Touch based admittance control of a robotic arm using neural learning of an artificial skin
Touch based admittance control of a robotic arm using neural learning of an artificial skin, 2016 IEEE/RSJ International Conference on Intelligent Robots and Systems (IROS), Daejeon
G. Pugach, A. Melnyk, O. Tolochko, A. Pitti and P. Gaussier
Touch perception is an important sense to model in humanoid robots to interact physically and socially with humans. We present a neural controller that can adapt the compliance of the robot arm in four directions using as input the tactile information from an artificial skin and as output the estimated torque for admittance control-loop reference. This adaption is done in a self-organized fashion with a neural system that learns first the topology of the tactile map when we touch it and associates a torque vector to move the arm in the corresponding direction.

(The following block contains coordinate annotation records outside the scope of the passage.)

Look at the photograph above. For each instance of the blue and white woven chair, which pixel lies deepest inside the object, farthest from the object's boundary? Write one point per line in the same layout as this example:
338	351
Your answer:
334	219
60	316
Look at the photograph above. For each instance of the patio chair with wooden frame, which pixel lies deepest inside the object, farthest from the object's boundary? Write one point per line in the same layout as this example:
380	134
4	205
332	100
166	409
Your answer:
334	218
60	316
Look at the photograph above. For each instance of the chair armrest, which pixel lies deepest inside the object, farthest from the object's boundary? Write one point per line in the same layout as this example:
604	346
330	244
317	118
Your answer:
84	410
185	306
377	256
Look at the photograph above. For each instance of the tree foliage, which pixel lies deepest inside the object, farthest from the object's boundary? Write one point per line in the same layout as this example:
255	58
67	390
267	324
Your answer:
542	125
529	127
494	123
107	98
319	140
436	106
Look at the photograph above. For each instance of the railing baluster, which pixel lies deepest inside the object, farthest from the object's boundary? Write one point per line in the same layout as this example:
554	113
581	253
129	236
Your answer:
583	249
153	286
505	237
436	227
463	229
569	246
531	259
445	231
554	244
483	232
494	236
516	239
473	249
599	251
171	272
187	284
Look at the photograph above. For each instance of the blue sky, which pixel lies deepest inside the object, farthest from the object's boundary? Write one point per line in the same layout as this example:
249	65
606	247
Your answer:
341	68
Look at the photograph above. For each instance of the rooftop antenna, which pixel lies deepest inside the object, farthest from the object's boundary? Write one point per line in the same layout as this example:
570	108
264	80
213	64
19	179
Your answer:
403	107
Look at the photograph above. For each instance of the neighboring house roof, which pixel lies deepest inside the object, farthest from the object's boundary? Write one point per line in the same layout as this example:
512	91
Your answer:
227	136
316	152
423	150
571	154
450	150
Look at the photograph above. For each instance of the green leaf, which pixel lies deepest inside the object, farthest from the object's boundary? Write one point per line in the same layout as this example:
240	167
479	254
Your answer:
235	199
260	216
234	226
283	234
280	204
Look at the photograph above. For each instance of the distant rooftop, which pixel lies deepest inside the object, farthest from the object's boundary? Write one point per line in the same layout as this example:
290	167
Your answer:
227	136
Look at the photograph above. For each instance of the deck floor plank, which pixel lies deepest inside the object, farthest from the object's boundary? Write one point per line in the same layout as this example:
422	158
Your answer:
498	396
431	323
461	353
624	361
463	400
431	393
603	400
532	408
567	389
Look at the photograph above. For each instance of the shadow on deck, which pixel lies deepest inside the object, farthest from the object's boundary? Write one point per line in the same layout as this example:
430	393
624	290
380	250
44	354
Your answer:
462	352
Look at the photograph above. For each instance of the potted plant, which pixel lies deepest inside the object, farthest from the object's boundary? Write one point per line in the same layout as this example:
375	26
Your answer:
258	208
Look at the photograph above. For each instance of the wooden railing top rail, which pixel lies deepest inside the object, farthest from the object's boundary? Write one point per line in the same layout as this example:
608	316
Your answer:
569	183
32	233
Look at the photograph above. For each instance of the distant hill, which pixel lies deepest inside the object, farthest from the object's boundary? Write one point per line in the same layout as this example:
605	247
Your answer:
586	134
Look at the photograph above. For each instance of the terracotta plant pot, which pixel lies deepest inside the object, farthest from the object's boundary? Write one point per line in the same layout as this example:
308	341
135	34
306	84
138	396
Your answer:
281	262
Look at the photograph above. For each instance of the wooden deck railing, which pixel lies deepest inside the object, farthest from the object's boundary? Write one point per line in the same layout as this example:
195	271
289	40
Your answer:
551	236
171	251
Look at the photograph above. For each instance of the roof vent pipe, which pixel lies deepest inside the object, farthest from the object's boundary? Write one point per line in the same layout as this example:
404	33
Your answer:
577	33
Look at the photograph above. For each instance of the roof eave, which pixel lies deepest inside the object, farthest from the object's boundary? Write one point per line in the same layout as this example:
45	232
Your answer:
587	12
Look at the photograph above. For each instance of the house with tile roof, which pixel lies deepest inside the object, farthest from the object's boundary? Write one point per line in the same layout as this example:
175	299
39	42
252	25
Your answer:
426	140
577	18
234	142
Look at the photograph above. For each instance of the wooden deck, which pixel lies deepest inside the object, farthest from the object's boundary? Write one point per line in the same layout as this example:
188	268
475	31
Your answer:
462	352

The artificial skin is based on a large area piezoresistive tactile device (ungridded) that changes its electrical properties in the presence of the contact. Our results show the self-calibration of a robotic arm (2 degrees of freedom) controlled in the four directions and derived combination vectors, by the soft touch on all the tactile surface, even when the torque is not detectable (force applied near the joint). The neural system associates each tactile receptive field with one direction and the correct force. We show that the tactile-motor learning gives better interactive experiments than the admittance control of the robotic arm only. Our method can be used in the future for humanoid adaptive interaction with a human partner.